Spurred by distrust caused by false beliefs, county clerks and other election officials are getting out of the line of work

A woman votes in May in Louisville.
(Photo by Matt Stone/Courier Journal)
County clerks and other election officials in several states have stepped away from their jobs at a higher than usual rate this year and some of those retirees say that increasing distrust of their work by election conspiracy theorists played into their decisions to leave.

This year, nine county clerks in Kentucky (which has 120 counties) retired before the end of their term, and another 13 clerks decided to not seek reelection; only two clerks retired in 2020, Morgan Watkins reports for the Louisville Courier Journal

"They say it’s everything," said Michael Adams, Kentucky's Republican secretary of state, on what he heard from outgoing clerks. "The job is harder, people are less friendly and more accusatory. . . . A lot of them have been doing this for a long time, and they're just tired."

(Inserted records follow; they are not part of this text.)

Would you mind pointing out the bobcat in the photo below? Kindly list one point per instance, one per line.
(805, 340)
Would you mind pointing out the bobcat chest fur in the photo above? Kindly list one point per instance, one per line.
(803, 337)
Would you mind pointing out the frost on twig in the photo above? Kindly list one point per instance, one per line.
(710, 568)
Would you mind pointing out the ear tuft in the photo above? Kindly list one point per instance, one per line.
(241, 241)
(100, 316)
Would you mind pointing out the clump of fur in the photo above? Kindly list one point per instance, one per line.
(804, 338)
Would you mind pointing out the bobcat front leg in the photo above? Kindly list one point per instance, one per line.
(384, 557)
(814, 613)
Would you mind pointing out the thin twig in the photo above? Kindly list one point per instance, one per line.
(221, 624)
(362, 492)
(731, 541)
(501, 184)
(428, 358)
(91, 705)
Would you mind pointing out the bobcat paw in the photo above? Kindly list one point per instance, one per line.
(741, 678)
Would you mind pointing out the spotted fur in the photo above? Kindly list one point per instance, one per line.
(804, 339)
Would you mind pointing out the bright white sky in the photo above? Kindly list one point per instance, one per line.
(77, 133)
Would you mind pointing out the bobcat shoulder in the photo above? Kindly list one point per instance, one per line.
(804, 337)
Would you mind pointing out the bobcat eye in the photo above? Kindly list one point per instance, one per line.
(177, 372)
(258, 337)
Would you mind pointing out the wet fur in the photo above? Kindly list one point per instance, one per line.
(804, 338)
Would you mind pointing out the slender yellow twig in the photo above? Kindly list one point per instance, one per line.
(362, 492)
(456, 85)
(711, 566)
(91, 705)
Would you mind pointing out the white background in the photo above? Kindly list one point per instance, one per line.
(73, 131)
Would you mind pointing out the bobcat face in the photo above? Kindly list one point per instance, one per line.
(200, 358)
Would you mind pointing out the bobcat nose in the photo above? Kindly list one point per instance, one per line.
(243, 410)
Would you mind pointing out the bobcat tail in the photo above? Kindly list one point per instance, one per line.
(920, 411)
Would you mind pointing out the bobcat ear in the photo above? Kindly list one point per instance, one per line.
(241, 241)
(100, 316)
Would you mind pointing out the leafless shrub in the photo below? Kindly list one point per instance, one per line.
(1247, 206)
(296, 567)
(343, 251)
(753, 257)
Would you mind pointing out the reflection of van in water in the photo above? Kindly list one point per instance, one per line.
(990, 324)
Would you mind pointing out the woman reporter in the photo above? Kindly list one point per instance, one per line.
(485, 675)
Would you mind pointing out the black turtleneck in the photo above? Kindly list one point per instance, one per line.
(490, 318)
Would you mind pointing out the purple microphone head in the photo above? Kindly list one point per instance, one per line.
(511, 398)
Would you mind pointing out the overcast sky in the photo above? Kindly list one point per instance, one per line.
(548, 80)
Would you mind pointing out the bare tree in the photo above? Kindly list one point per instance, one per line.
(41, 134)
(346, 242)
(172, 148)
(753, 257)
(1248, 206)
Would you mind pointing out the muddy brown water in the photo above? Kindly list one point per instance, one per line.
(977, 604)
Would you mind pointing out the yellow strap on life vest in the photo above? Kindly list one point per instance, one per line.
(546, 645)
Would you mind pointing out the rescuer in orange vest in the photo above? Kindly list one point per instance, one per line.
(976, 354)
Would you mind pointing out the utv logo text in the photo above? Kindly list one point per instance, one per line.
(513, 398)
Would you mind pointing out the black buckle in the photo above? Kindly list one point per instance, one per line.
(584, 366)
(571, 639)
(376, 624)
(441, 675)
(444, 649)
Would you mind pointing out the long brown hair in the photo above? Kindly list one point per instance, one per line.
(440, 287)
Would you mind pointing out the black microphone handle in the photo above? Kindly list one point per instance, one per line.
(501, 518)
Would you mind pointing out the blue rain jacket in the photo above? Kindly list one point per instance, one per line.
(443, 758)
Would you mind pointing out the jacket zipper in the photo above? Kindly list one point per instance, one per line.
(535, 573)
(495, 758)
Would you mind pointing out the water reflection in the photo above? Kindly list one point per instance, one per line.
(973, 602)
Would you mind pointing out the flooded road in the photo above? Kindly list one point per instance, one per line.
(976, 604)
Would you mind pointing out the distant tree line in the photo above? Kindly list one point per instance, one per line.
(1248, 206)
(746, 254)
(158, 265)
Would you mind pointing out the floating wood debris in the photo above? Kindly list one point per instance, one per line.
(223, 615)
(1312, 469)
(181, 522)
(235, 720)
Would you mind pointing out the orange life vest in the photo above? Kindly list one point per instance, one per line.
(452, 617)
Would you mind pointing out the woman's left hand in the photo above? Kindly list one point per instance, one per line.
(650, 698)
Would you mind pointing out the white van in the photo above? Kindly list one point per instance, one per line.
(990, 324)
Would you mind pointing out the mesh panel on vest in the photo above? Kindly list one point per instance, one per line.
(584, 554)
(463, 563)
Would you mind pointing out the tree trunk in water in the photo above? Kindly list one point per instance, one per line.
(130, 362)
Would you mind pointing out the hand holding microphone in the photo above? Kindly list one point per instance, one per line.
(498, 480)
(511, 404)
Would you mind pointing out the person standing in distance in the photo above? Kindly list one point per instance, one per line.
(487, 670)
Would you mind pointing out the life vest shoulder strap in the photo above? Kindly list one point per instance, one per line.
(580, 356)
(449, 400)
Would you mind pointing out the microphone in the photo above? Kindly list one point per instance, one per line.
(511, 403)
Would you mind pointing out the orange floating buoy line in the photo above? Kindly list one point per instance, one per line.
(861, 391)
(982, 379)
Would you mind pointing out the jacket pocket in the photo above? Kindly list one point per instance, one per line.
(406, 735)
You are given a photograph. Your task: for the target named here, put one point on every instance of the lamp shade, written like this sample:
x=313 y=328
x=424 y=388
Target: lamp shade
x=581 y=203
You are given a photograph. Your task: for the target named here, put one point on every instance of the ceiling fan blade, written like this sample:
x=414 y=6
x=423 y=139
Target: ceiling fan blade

In Texas, about one-third of election administrators have left their jobs in the past two years, reports Jeremy Schwartz for ProPublica and The Texas Tribune. In August, the entire staff of the elections office in Gillespie County (Fredericksburg) resigned while saying they faced threats, a lack of resources and "dangerous misinformation." In Bexar County (San Antonio), the elections administrator told KSAT that her department felt they were "under attack. Threats, meanness, ugliness."

Clerks still in their jobs say they've had to dedicate more time this year to a mountain of records requests fishing for fraud in their practices. Last month, Oregon's secretary of state said county clerks there were straining under an avalanche of requests and threats of litigation, Andrew Selsky reported for the Associated Press. In another AP story by Nicholas Riccardi, clerks in multiple states all said the same, adding that many of the requests are sent at the behest of right-wing political pundits. 

"These aren’t people with specific grievances," Michael Henrici, the commissioner of elections in New York's Otsego County, told AP. "They’re getting a form letter from someone’s podcast and sometimes filling in the blanks."